I once stood on
the western shore of Scotland and looked out at a boiling sea, listening to a
lyrical melody called the Skye Boat Song. It’s a beautiful sweet waltz about a
perilous water crossing. As I stood
there, I wondered how any of them had the courage to even go out fishing, much
less take the perilous journey to the New World. I’d be terrified.
But if I had been
living during the Irish Potato Famine, I suspect I would have tried to
emigrate. If I had been my mother-in-law
during World War II, I would have done the same thing she did—get out of the
Ukraine, out of Germany, out of Europe.
If I was living in the murder capital in the world, San Pedro Sula, Honduras,
I would try to flee.
Until 2008, these
children would have been given a brief interview and sent back. But in 2008,
the Trafficking Victims Protection Reauthorization Acts (TVPRA) was passed to reduce child sex trafficking by
strengthening due-process protections. Kids now get formal proceedings before
an immigration judge. Of course, the
system is miserably backlogged, so the kids are placed in foster homes or with
relatives where they tend to grow up.
A tough problem. Some say we should now repeal the TVPRA,
that we don’t want these children. The
best solution would be that Mexico and the US team up to stop Central America
from being a major transit point for the Columbia drug trade. But that will take years. Meanwhile, what to do with the children?

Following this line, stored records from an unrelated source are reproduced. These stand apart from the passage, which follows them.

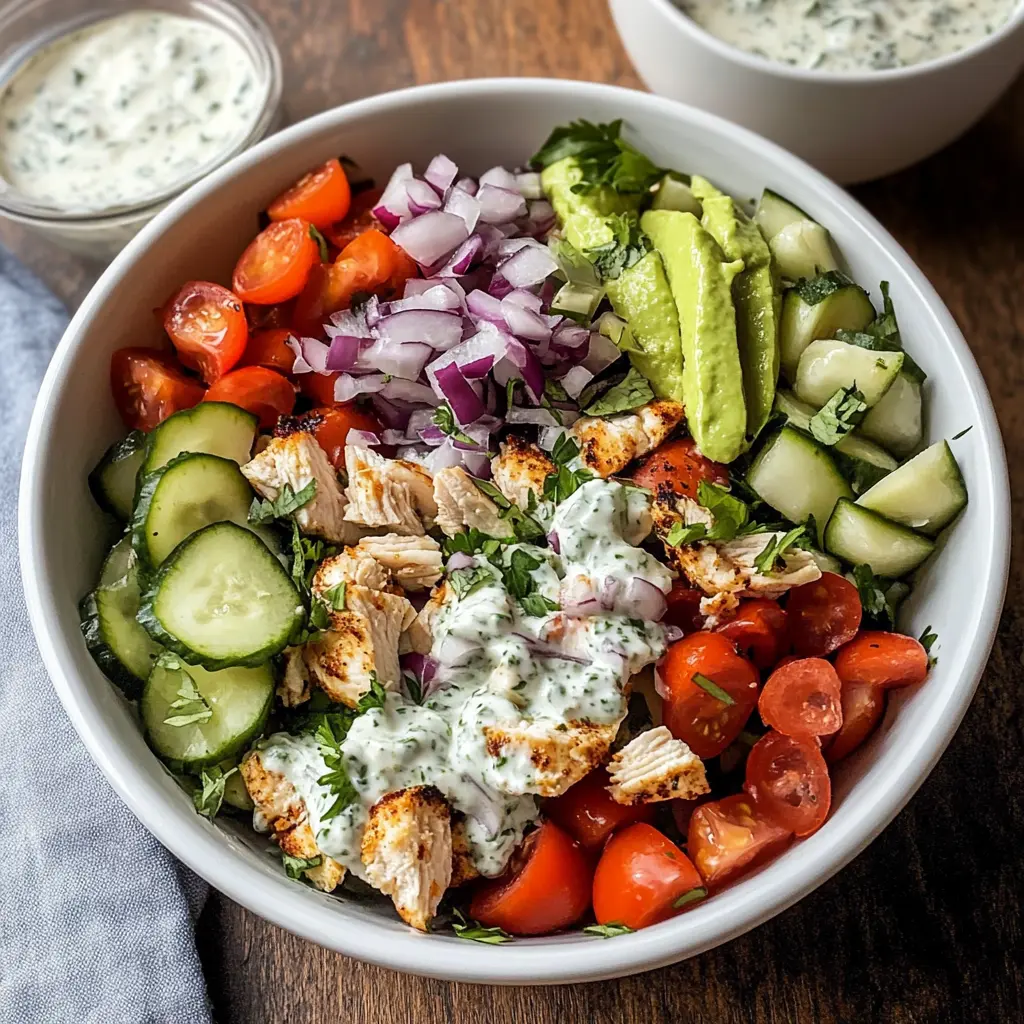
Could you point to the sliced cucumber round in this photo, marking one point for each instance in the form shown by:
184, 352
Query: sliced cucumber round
221, 598
212, 427
195, 717
113, 481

It might help to examine why people are upset about all
these children coming.
Is it because of the fear they are going to cost us
money? If a stray cat came to my door,
I’d give it food and try to find its owner.
A child is going to get the at least as good. Where do I send my check? The Red Cross? But what would I do if 57,000 cats came to my
door?
Money is scarce, need is ubiquitous. Help must come from not only federal money,
certainly, but churches, companies, families, and aid groups too. If there are 76,000 kids coming in per year,
and each one is placed in foster care (many aren’t, they go to relatives’

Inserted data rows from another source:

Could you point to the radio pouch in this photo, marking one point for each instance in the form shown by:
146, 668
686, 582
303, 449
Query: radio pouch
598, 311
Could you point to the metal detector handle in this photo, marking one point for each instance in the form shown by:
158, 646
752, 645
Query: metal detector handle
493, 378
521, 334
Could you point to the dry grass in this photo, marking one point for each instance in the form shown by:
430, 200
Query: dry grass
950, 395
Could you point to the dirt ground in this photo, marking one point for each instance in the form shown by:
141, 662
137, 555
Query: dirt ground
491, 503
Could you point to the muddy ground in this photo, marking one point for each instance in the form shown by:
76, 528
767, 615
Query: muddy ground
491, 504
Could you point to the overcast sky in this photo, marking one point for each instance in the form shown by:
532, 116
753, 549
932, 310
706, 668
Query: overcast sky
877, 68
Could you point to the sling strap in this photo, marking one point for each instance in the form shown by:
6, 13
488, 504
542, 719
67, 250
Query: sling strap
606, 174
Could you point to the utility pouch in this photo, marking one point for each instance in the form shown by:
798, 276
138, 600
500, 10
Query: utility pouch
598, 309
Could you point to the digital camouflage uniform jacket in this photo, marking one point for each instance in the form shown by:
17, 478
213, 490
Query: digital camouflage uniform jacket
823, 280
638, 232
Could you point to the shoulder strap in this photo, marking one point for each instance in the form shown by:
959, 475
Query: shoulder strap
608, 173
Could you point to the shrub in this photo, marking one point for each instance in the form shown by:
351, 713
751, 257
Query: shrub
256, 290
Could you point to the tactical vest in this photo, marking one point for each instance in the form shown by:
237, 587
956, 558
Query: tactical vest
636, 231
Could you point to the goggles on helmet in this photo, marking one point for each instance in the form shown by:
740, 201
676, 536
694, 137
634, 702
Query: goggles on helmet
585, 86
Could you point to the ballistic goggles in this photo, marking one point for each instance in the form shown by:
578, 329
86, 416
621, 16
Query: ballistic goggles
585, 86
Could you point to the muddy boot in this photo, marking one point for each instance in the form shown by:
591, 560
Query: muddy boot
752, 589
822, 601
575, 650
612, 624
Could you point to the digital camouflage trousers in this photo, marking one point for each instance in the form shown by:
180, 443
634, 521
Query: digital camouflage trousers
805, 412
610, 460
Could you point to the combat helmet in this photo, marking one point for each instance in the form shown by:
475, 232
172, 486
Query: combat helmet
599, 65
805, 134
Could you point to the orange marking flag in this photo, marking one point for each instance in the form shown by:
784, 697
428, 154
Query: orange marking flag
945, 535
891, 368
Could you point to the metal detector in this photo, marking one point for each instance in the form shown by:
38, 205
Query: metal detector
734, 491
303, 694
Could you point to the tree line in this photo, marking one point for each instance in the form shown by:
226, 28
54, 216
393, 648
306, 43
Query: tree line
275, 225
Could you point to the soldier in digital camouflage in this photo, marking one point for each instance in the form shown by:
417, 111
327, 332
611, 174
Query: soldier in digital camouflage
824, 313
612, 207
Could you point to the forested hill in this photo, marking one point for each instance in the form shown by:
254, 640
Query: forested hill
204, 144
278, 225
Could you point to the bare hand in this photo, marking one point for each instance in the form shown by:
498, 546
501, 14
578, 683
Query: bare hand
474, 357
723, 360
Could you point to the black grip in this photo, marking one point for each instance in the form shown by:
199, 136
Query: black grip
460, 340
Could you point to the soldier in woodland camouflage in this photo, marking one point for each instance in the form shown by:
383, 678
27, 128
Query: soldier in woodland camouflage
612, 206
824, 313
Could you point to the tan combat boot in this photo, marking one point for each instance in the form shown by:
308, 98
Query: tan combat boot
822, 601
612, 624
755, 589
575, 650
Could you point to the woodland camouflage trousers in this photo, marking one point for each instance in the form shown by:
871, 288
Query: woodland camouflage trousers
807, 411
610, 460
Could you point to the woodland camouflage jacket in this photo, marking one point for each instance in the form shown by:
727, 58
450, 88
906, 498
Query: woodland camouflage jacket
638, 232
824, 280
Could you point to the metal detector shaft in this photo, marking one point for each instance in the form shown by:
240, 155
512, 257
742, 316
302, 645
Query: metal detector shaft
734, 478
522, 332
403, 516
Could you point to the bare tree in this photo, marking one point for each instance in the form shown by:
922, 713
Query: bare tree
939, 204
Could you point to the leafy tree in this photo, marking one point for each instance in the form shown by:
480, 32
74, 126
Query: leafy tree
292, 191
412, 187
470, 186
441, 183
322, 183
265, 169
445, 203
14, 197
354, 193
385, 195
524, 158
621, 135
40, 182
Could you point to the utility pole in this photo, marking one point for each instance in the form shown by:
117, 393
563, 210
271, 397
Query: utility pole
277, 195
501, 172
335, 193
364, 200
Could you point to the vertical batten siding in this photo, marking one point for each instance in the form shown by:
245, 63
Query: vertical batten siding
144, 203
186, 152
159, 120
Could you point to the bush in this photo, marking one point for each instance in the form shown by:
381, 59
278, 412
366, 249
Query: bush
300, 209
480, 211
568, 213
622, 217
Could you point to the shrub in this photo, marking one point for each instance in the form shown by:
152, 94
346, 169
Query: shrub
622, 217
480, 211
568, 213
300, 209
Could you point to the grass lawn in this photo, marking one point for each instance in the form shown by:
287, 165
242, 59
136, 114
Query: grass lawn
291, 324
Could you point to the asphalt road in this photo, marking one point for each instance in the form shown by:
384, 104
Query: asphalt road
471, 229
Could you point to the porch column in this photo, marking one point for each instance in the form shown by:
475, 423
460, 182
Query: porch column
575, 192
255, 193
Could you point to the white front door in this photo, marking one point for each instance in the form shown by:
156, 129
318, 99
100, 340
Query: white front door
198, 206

homes), and foster care provides $10/day for caregiving, how much is that a
year from each of America’s 300 million? I think it works out to a dollar per American
per YEAR, or .003 per day.
Are we upset because we feel our culture is changing, and
change frightens us? Our community is filled immigrants. The languages on the signs in my community
are Spanish, Somalian, Korean, and Ethiopian.

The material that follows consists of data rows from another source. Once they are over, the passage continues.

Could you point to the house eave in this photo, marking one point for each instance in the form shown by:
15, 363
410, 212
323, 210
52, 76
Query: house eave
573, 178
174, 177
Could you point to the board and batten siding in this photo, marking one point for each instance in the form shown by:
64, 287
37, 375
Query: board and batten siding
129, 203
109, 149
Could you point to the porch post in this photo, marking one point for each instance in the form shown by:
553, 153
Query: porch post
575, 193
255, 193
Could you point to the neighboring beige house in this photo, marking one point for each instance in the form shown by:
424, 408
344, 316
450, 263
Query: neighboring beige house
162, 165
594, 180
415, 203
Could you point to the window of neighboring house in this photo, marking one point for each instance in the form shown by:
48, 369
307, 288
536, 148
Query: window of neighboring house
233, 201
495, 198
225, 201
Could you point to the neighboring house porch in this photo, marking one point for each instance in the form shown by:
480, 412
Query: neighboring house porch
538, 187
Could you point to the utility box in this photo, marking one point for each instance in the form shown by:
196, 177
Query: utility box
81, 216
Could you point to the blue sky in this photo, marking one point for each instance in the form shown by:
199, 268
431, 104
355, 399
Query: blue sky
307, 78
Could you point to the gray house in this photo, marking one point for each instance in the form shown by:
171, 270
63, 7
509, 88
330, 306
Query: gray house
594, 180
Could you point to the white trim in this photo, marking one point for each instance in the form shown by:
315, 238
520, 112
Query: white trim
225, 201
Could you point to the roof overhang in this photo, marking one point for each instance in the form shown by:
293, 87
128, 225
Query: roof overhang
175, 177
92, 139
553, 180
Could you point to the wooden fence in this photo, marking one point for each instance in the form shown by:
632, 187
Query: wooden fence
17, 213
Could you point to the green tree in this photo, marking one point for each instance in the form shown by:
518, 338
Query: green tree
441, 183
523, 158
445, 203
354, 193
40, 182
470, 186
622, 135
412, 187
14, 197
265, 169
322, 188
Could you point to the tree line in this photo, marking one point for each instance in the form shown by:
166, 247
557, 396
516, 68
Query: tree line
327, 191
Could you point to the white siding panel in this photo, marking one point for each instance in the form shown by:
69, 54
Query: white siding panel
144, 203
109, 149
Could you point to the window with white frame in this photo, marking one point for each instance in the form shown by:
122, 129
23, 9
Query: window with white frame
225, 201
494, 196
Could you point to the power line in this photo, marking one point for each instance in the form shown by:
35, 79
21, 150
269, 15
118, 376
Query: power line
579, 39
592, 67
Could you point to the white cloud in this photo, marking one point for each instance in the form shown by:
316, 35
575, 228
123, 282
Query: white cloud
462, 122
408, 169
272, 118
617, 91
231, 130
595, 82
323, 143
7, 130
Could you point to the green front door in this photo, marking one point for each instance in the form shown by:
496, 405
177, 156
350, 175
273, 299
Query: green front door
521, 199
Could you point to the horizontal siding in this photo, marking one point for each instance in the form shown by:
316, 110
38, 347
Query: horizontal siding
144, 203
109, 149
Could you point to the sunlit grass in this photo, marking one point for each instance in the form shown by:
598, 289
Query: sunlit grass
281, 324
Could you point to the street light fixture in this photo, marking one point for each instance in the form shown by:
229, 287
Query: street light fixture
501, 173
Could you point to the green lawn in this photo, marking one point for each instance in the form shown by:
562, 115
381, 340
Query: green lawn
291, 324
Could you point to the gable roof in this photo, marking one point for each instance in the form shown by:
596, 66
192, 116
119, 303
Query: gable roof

Women walk to the community college in veils. There is a plethora of
faces and styles. Of course, we may not
agree with certain immigrant’s customs. I
examined my interactions with different groups and noticed when I got annoyed
and considered the reasons why. I got
annoyed at a Vietnamese service provider who ignored me and whispered in her
native tongue to a fellow worker. But
I’m not annoyed at Vietnamese, I’m annoyed at rudeness. I have to remind myself of what’s really
behind the frustration I feel when, for instance, I see an East African woman
who has 10 children in her car, none of them wearing seat belts, nor in car
seats. But I was not angry at East
Africans, I was angry at people who put their children at risk. I was frightened when a Latino gang started
shooting guns in the parking lot I frequent, but I am not frightened of
Latinos. I’m frightened of people
shooting guns in the parking lot.
Latinos don’t have a patent on that.
E pluribus unum.
Our national motto. Here come the
tired, the poor, the hungry teeming masses, yearning to be free. If we don’t really mean what the sign says, we’re
going to have to remove the Statue of Liberty.
Very well said, Victoria! I love that you are able to look at this with both a political and humanitarian point of view. We must take care of those who can not care for themselves.